1, use git checkout commit e1e5fe33249bf511486073dd9cf48e5b7ea14816 

2, build source
{code:java}
mvn clean package -DskipTests -DskipITs -Dcheckstyle.skip=true -Drat.skip=true 
{code}
3, setup docker 
{code:java}
cd docker && ./setup_demo.sh{code}
4, generate data
{code:java}
cat demo/data/batch_1.json | kafkacat -b kafkabroker -t stock_ticks -P
{code}
5, go into the container
{code:java}
docker exec -it adhoc-2 /bin/bash 
{code}
6, comsume kafka data && sync to hive
{code:java}
spark-submit \
--class org.apache.hudi.utilities.deltastreamer.HoodieDeltaStreamer 
$HUDI_UTILITIES_BUNDLE \
--storage-type COPY_ON_WRITE \
--source-class org.apache.hudi.utilities.sources.JsonKafkaSource \
--source-ordering-field ts \
--target-base-path /user/hive/warehouse/stock_ticks_cow \
--target-table stock_ticks_cow --props /var/demo/config/kafka-source.properties 
\
--schemaprovider-class org.apache.hudi.utilities.schema.FilebasedSchemaProvider

/var/hoodie/ws/hudi-hive/run_sync_tool.sh \
--jdbc-url jdbc:hive2://hiveserver:1 \
--user hive \
--pass hive \
--partitioned-by dt \
--base-path /user/hive/warehouse/stock_ticks_cow \
--database default \
--table stock_ticks_cow
{code}
7, create incr_pull.txt
{code:java}
select `_hoodie_commit_time`, symbol, ts from default.stock_ticks_cow where  
symbol = 'GOOG' and `_hoodie_commit_time` > '20180924064621'
{code}
8, execute org.apache.hudi.utilities.HiveIncrementalPuller
{code:java}
java -cp 
./spark/jars/commons-cli-1.2.jar:./spark/jars/htrace-core-3.1.0-incubating.jar:./spark/jars/hadoop-hdfs-2.7.3.jar:./hive/lib/hive-exec-2.3.3.jar:./hive/lib/hive-common-2.3.3.jar:./hive/lib/hive-jdbc-2.3.3.jar:./hive/lib/hive-service-2.3.3.jar:./hive/lib/hive-service-rpc-2.3.3.jar:./spark/jars/httpcore-4.4.10.jar:./spark/jars/slf4j-api-1.7.16.jar:./spark/jars/hadoop-auth-2.7.3.jar:./hive/lib/commons-lang-2.6.jar:./spark/jars/commons-configuration-1.6.jar:./spark/jars/commons-collections-3.2.2.jar:./spark/jars/hadoop-common-2.7.3.jar:./hive/lib/antlr-runtime-3.5.2.jar:./spark/jars/log4j-1.2.17.jar:./hive/lib/commons-logging-1.2.jar:./hive/lib/commons-io-2.4.jar:$HUDI_UTILITIES_BUNDLE
 \ org.apache.hudi.utilities.HiveIncrementalPuller \ --hiveUrl 
jdbc:hive2://hiveserver:1 \ --hiveUser hive \ --hivePass hive \ 
--extractSQLFile /var/hoodie/ws/docker/demo/config/incr_pull.txt \ --sourceDb 
default \ --sourceTable stock_ticks_cow \ --targetDb default \ --tmpdb default 
\ --targetTable tempTable \ --fromCommitTime 0 \ --maxCommits 1
{code}

> Improve documentation for using HiveIncrementalPuller
> -
>
> Key: HUDI-486
> URL: https://issues.apache.org/jira/browse/HUDI-486
> Project: Apache Hudi (incubating)
>  Issue Type: Sub-task
>  Components: Incremental Pull
>Reporter: Pratyaksh Sharma
>Assignee: Pratyaksh Sharma
>Priority: Major
>
> For using HiveIncrementalPuller, one needs to have a lot of jars in 
> classPath.
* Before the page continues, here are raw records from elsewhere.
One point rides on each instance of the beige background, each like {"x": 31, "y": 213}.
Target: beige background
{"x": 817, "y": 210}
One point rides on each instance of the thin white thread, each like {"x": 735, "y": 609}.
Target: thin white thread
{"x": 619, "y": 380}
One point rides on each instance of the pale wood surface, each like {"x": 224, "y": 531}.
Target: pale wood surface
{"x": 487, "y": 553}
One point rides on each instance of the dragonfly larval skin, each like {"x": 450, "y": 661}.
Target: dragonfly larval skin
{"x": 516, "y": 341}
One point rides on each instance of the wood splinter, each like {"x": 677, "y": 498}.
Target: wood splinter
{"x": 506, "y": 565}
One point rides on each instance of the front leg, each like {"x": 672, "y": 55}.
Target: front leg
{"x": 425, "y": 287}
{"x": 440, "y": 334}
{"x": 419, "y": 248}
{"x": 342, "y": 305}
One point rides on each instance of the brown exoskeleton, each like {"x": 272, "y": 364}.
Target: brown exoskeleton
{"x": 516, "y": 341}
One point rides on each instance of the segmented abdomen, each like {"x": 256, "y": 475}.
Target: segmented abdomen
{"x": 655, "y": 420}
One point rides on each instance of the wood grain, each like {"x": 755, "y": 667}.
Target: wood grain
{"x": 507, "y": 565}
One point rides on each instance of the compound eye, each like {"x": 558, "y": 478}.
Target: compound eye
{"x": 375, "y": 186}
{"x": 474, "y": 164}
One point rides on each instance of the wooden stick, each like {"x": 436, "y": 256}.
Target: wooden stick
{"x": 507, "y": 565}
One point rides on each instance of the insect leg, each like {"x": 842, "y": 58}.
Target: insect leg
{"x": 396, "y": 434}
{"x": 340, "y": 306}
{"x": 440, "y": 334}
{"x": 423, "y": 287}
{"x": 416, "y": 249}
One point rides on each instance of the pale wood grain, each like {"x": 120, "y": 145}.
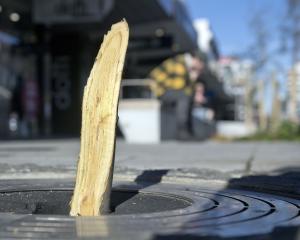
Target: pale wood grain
{"x": 99, "y": 116}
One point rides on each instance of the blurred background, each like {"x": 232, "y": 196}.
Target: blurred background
{"x": 248, "y": 85}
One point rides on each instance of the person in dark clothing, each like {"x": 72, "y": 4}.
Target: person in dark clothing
{"x": 173, "y": 83}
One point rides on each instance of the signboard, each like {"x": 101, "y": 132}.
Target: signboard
{"x": 70, "y": 11}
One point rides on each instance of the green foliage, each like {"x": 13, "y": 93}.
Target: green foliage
{"x": 286, "y": 131}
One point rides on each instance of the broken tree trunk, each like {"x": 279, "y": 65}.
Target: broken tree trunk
{"x": 99, "y": 116}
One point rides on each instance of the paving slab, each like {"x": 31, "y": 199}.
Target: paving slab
{"x": 236, "y": 158}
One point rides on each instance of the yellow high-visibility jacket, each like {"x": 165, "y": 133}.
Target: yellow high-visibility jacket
{"x": 172, "y": 74}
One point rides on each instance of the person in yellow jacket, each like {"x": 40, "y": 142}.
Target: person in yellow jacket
{"x": 173, "y": 82}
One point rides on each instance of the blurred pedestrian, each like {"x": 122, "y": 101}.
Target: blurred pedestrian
{"x": 174, "y": 83}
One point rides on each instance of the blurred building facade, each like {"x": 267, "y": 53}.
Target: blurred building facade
{"x": 236, "y": 75}
{"x": 61, "y": 39}
{"x": 293, "y": 98}
{"x": 48, "y": 47}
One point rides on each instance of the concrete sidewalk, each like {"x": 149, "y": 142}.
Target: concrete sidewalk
{"x": 50, "y": 158}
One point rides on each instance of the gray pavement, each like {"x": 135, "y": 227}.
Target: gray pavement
{"x": 57, "y": 158}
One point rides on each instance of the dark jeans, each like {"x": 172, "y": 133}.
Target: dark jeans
{"x": 183, "y": 107}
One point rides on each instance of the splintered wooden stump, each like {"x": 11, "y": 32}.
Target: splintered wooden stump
{"x": 99, "y": 116}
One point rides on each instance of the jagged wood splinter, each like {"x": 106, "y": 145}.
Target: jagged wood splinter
{"x": 99, "y": 115}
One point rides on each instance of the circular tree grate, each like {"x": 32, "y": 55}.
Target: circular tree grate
{"x": 172, "y": 210}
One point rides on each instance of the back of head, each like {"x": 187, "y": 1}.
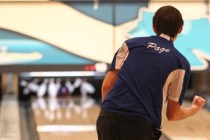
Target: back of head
{"x": 168, "y": 20}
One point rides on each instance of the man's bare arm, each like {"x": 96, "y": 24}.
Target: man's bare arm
{"x": 108, "y": 82}
{"x": 176, "y": 112}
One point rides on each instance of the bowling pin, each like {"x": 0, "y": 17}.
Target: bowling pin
{"x": 52, "y": 89}
{"x": 69, "y": 86}
{"x": 42, "y": 89}
{"x": 86, "y": 88}
{"x": 77, "y": 82}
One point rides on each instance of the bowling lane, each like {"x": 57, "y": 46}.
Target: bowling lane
{"x": 65, "y": 118}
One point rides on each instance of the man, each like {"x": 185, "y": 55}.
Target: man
{"x": 144, "y": 74}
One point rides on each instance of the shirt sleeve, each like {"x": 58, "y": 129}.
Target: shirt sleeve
{"x": 178, "y": 86}
{"x": 119, "y": 57}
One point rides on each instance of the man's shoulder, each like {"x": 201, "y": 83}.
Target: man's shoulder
{"x": 137, "y": 41}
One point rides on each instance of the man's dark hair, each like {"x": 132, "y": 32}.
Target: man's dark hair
{"x": 168, "y": 20}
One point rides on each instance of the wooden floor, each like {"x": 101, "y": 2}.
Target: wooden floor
{"x": 66, "y": 119}
{"x": 75, "y": 118}
{"x": 196, "y": 127}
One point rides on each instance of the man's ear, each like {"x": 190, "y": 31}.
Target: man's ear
{"x": 154, "y": 29}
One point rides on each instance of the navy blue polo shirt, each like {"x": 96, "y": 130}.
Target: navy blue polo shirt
{"x": 152, "y": 70}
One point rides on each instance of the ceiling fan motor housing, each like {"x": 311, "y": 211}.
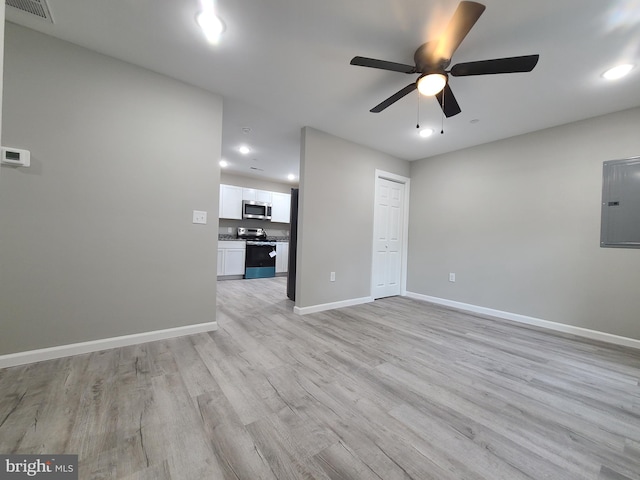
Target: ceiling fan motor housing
{"x": 424, "y": 57}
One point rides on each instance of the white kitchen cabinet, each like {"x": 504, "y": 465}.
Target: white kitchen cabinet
{"x": 249, "y": 194}
{"x": 231, "y": 256}
{"x": 220, "y": 261}
{"x": 280, "y": 207}
{"x": 256, "y": 195}
{"x": 282, "y": 257}
{"x": 230, "y": 202}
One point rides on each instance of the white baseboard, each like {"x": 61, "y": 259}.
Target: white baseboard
{"x": 51, "y": 353}
{"x": 515, "y": 317}
{"x": 330, "y": 306}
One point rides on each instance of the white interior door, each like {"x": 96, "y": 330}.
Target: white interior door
{"x": 388, "y": 241}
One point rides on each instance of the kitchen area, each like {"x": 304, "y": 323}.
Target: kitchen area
{"x": 254, "y": 230}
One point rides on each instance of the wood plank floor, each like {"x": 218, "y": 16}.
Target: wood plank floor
{"x": 395, "y": 389}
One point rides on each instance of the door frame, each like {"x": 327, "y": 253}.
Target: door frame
{"x": 405, "y": 226}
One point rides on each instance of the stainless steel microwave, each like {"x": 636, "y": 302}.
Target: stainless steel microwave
{"x": 256, "y": 210}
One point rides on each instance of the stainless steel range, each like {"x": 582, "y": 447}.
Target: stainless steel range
{"x": 260, "y": 257}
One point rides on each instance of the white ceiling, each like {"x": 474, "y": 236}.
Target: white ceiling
{"x": 284, "y": 64}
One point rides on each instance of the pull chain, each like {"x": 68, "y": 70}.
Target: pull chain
{"x": 418, "y": 117}
{"x": 442, "y": 128}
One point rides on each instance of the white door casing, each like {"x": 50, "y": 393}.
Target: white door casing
{"x": 389, "y": 243}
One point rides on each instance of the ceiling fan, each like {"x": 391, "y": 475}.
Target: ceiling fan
{"x": 433, "y": 58}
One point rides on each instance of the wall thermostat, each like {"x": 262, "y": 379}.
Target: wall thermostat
{"x": 15, "y": 157}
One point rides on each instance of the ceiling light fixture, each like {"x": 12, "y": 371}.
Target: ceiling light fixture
{"x": 212, "y": 26}
{"x": 432, "y": 84}
{"x": 618, "y": 71}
These jars are not listed anywhere. As a result, one has to keep 
> on adding the jars incrementally to the classPath with every 
> NoClassDefFoundError coming up when executing. 
> We should list down the jars needed so that it becomes easy for a first-time 
> user to use the mentioned tool. 



--
This message was sent by Atlassian Jira
(v8.3.4#803005)


[jira] [Commented] (HUDI-486) Improve documentation for using HiveIncrementalPuller

2020-01-02 Thread Pratyaksh Sharma (Jira)


[ 
https://issues.apache.org/jira/browse/HUDI-486?page=com.atlassian.jira.plugin.system.issuetabpanels:comment-tabpanel=17006710#comment-17006710
 ] 

Pratyaksh Sharma commented on HUDI-486:
---

Sure [~lamber-ken]. I am going through the diff of this commit that you 
mentioned above. I will sync with you in some time. 

> Improve documentation for using HiveIncrementalPuller
> -
>
> Key: HUDI-486
> URL: https://issues.apache.org/jira/browse/HUDI-486
> Project: Apache Hudi (incubating)
>  Issue Type: Sub-task
>  Components: Incremental Pull
>Reporter: Pratyaksh Sharma
>Assignee: Pratyaksh Sharma
>Priority: Major
>
> For using HiveIncrementalPuller, one needs to have a lot of jars in 
> classPath. These jars are not listed anywhere. As a result, one has to keep 
> on adding the jars incrementally to the classPath with every 
> NoClassDefFoundError coming up when executing. 
> We should list down the jars needed so that it becomes easy for a first-time 
> user to use the mentioned tool. 



--
This message was sent by Atlassian Jira
(v8.3.4#803005)


[jira] [Commented] (HUDI-486) Improve documentation for using HiveIncrementalPuller

2020-01-02 Thread lamber-ken (Jira)


[ 
https://issues.apache.org/jira/browse/HUDI-486?page=com.atlassian.jira.plugin.system.issuetabpanels:comment-tabpanel=17006653#comment-17006653
 ] 

lamber-ken commented on HUDI-486:
-

Hi [~Pratyaksh], I had figured it out that it's commit[1] affects the 
hoodie-utilities.jar file, before that commit, hoodie-utilities.jar is a fat 
jar.

We can work together to figure out what changes. :D

[1][https://github.com/apache/incubator-hudi/commit/7a973a694488930627028b3175a731a23e3d3f32]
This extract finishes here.